A parcela paga pela empresa como incentivo à demissão não é indenização, porque a empresa não tinha obrigação, tampouco dever jurídico de indenizar. Tem natureza jurídica de doação, que o Código Civil conceitua como contrato benéfico, inspirado no propósito que anima o doador de contemplar o donatário com uma liberalidade. A doação pode ser pura e simples, ou típica, quando celebrada com ânimo liberal, exclusivamente, e pode ser, entre as demais espécies, a condicionada. Esta subordina-se a uma condição suspensiva ou resolutiva, em decorrência do fato, mesmo que dependente a vontade do donatário, como o casamento, uma viagem e, no caso dos autos, a saída do emprego. Observe-se que a empresa, mesmo com o seu poder de resilir, resolveu doar um valor em dinheiro para aqueles que, espontaneamente, se afastassem do emprego. O caráter liberal, aí, é patente. Poderia ela simplesmente despedir quem bem entendesse, pagando as indenizações legais, mas preferiu, por liberalidade, sob condição, pagar a parcela que denominou incentivo à demissão. Sendo doação, isenta é de imposto de renda, na forma de Lei n.º 7.713/88. Ademais, pacta sunt servanda e a empresa, ao descontar o Imposto de Renda na fonte, descumpriu o contrato que formou com seus empregados, pois não lhes entregou a quantia total prometida. Se entendia devido o Imposto, a ela cabia o ônus. Dou provimento ao recurso dos obreiros para determinar a devolução do valor descontado a título de Imposto de Renda.” (RO 01850/94. Relatora Juíza Maria Francisca dos S. Lacerda.

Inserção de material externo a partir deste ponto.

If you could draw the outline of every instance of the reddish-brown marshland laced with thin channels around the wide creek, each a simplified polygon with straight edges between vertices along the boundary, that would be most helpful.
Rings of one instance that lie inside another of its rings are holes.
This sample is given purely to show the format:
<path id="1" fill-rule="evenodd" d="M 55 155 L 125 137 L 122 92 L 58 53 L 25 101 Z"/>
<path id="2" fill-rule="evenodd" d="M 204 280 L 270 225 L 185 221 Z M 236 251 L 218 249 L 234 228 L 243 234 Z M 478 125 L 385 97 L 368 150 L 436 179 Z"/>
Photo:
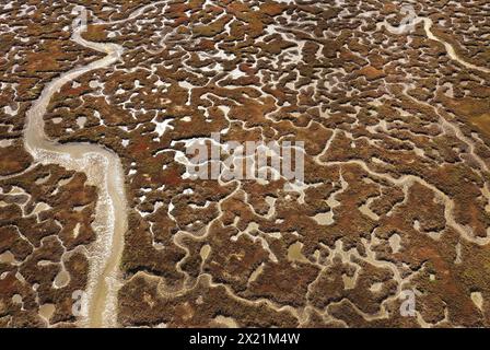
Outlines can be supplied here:
<path id="1" fill-rule="evenodd" d="M 117 326 L 489 327 L 490 3 L 18 0 L 0 4 L 0 326 L 77 327 L 101 192 L 47 137 L 120 159 Z M 133 15 L 131 15 L 133 14 Z M 98 24 L 97 24 L 98 23 Z M 446 45 L 445 45 L 445 44 Z M 454 55 L 450 55 L 453 48 Z M 465 65 L 466 63 L 466 65 Z M 188 140 L 305 142 L 305 186 L 191 179 Z M 91 288 L 101 288 L 92 285 Z M 401 315 L 404 291 L 416 314 Z M 90 318 L 91 315 L 88 317 Z M 86 320 L 86 319 L 85 319 Z"/>

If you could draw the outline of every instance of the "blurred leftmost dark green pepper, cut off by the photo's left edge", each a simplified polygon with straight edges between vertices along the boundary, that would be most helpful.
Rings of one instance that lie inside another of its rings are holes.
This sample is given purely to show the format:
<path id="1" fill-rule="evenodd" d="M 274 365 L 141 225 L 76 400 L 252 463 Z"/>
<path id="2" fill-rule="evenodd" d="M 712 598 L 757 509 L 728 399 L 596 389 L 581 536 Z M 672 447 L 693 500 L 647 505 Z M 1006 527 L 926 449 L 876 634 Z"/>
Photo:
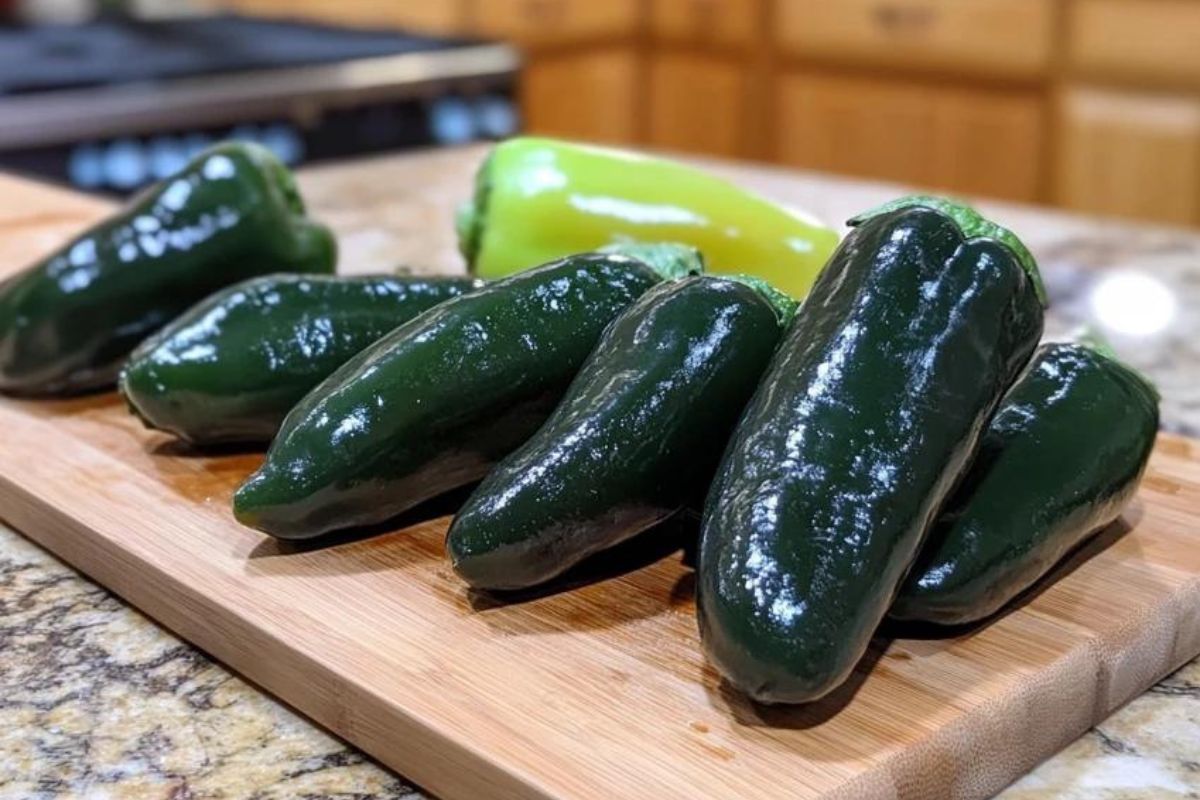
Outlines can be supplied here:
<path id="1" fill-rule="evenodd" d="M 0 284 L 0 390 L 108 387 L 142 339 L 216 289 L 335 260 L 270 151 L 217 145 Z"/>

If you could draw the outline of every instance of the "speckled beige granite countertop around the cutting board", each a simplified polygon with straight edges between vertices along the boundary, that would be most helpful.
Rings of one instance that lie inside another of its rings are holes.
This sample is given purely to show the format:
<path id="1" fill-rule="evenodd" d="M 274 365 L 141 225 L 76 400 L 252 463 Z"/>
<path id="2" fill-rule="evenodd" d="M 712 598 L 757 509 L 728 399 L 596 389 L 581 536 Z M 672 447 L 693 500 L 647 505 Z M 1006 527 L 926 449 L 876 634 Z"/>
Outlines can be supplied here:
<path id="1" fill-rule="evenodd" d="M 347 163 L 310 170 L 301 184 L 356 271 L 460 271 L 448 212 L 458 198 L 424 194 L 421 175 L 461 174 L 466 194 L 479 155 Z M 734 179 L 752 174 L 768 194 L 827 221 L 901 193 L 714 168 Z M 401 196 L 407 206 L 419 197 L 420 211 L 395 213 Z M 1200 233 L 983 205 L 1038 255 L 1051 297 L 1048 336 L 1098 327 L 1158 383 L 1164 428 L 1200 435 Z M 421 796 L 4 527 L 0 654 L 0 800 Z M 1200 798 L 1200 660 L 1001 796 Z"/>

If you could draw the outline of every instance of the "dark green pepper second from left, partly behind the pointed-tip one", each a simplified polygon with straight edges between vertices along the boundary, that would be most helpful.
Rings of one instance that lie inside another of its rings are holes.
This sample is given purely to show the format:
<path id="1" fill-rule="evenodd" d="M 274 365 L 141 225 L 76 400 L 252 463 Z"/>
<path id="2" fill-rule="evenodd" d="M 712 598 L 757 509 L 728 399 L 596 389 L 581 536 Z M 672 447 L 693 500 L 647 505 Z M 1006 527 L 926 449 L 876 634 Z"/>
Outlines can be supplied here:
<path id="1" fill-rule="evenodd" d="M 143 342 L 120 389 L 146 427 L 197 445 L 266 444 L 300 399 L 473 278 L 269 275 L 222 289 Z"/>

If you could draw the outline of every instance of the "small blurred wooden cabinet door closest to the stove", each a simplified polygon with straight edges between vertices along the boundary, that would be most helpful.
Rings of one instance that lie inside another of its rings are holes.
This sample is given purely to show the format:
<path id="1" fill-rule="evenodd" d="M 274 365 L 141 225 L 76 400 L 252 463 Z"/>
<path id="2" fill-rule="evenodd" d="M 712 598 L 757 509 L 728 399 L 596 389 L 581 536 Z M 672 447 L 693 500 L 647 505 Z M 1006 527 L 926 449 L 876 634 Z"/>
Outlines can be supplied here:
<path id="1" fill-rule="evenodd" d="M 635 67 L 629 47 L 532 56 L 521 74 L 524 130 L 593 142 L 632 142 Z"/>

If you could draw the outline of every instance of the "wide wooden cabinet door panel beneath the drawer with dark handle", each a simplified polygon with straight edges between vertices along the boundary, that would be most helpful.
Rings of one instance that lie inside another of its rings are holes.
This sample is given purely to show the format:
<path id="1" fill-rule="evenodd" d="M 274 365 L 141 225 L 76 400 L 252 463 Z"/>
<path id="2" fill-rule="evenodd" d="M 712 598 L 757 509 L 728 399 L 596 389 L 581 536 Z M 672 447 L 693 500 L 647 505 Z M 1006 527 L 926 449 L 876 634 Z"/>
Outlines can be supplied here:
<path id="1" fill-rule="evenodd" d="M 1043 103 L 956 90 L 792 74 L 778 96 L 781 161 L 1014 200 L 1038 198 Z"/>

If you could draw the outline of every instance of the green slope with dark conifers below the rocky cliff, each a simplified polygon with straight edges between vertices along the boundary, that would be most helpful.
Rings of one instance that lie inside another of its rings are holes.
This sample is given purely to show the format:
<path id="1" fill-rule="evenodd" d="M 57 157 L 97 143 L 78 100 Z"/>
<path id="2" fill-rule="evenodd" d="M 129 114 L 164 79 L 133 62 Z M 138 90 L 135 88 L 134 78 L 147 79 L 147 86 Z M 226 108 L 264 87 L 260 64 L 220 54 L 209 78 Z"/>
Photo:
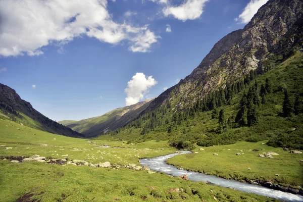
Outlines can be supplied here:
<path id="1" fill-rule="evenodd" d="M 303 149 L 303 53 L 287 59 L 271 56 L 266 61 L 243 80 L 221 86 L 191 106 L 181 108 L 180 97 L 175 97 L 97 139 L 168 139 L 173 146 L 178 142 L 212 146 L 269 140 L 271 146 Z M 219 121 L 220 111 L 226 124 Z"/>

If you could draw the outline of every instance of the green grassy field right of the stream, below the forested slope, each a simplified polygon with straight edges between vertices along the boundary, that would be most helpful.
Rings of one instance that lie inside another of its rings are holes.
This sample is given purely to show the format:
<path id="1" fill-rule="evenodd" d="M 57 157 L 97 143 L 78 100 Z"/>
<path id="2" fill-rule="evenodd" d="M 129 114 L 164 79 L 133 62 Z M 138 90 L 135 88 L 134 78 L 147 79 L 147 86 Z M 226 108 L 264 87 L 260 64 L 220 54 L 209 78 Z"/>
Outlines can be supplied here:
<path id="1" fill-rule="evenodd" d="M 169 159 L 168 163 L 226 179 L 261 180 L 303 186 L 303 163 L 299 162 L 303 155 L 290 154 L 280 147 L 267 146 L 265 142 L 241 141 L 230 145 L 203 147 L 205 150 L 197 147 L 194 149 L 197 154 L 176 156 Z M 274 159 L 258 157 L 259 154 L 269 151 L 279 155 L 273 156 Z M 214 156 L 214 153 L 218 156 Z M 237 156 L 237 153 L 241 155 Z"/>

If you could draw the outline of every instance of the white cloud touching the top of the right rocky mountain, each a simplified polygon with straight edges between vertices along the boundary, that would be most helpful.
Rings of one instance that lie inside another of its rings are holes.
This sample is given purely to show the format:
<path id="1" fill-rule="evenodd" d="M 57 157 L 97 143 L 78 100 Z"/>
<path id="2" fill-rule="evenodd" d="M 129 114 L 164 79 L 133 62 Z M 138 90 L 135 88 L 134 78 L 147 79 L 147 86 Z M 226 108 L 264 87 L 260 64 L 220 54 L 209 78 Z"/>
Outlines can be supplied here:
<path id="1" fill-rule="evenodd" d="M 258 12 L 260 7 L 265 5 L 268 0 L 250 0 L 250 2 L 244 8 L 244 11 L 235 18 L 235 21 L 238 24 L 246 24 L 248 23 L 252 17 Z"/>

In Boletim Informativo do TRT/17.ª Região, n.º 4 págs. 19/24).

O aresto possui conclusão lógica e insofismável, bem talhado, demonstra que neste enfoque, a competência é da Justiça do Trabalho.

Finalizando, por onde se observa, por onde se pesquisa, cuja matriz é a Constituição Federal, havendo demanda em que a União seja autora, ré, assistente ou oponente, a competência é da Justiça Federal, pois “in casu” será condenada a pagar, devolver ou não reter o imposto de renda do demitido, ainda que a sentença seja meramente declaratória.

Tudo, consistindo em típica obrigação de dar, de um lado o tributo pela pessoa física, que posteriormente obtém provimento judicial para que a União Federal não faça a referida cobrança ou determine retenções tributárias na fonte pagadora, por ocasião quebra do contrato de trabalho.

Finalmente, não se pode esquecer que a União Federal, primeiro através de medida provisória e depois por lei, concedeu isenção do Imposto de Renda das pessoas físicas aos funcionários públicos civis, a aderirem a demissão incentivada. Como também, a nova lei portuária n.º 8.630/93 que concedeu idêntica isenção para os portuários que deixassem a categoria dos avulsos.

A violação “in casu”, é dos Princípios da Isonomia e da Capacidade Contributiva, ambos pertencentes ao direito tributário e não ao direito do trabalho, cujos fundamentos de validade encontram-se no capítulo tributário da CF/88.

Obrigações formais, de uma ou de outra parte, quando seus vetores estão em sentido contrário e na mesma intensidade, anulam-se exatamente no mesmo âmbito das relações da ciência quântica, assim, a manter-se o entendimento de que a justiça competente é a do trabalho, de nada, no futuro, adiantará a iniciativa do trabalhador.

Estas são assim, considerações jurídicas, da ciência do direito e da teoria geral do direito processual e material, que pretendo transmitir aos estudiosos do direito, contribuindo com o debate sobre o falso argumento da autonomia dos ramos do direito.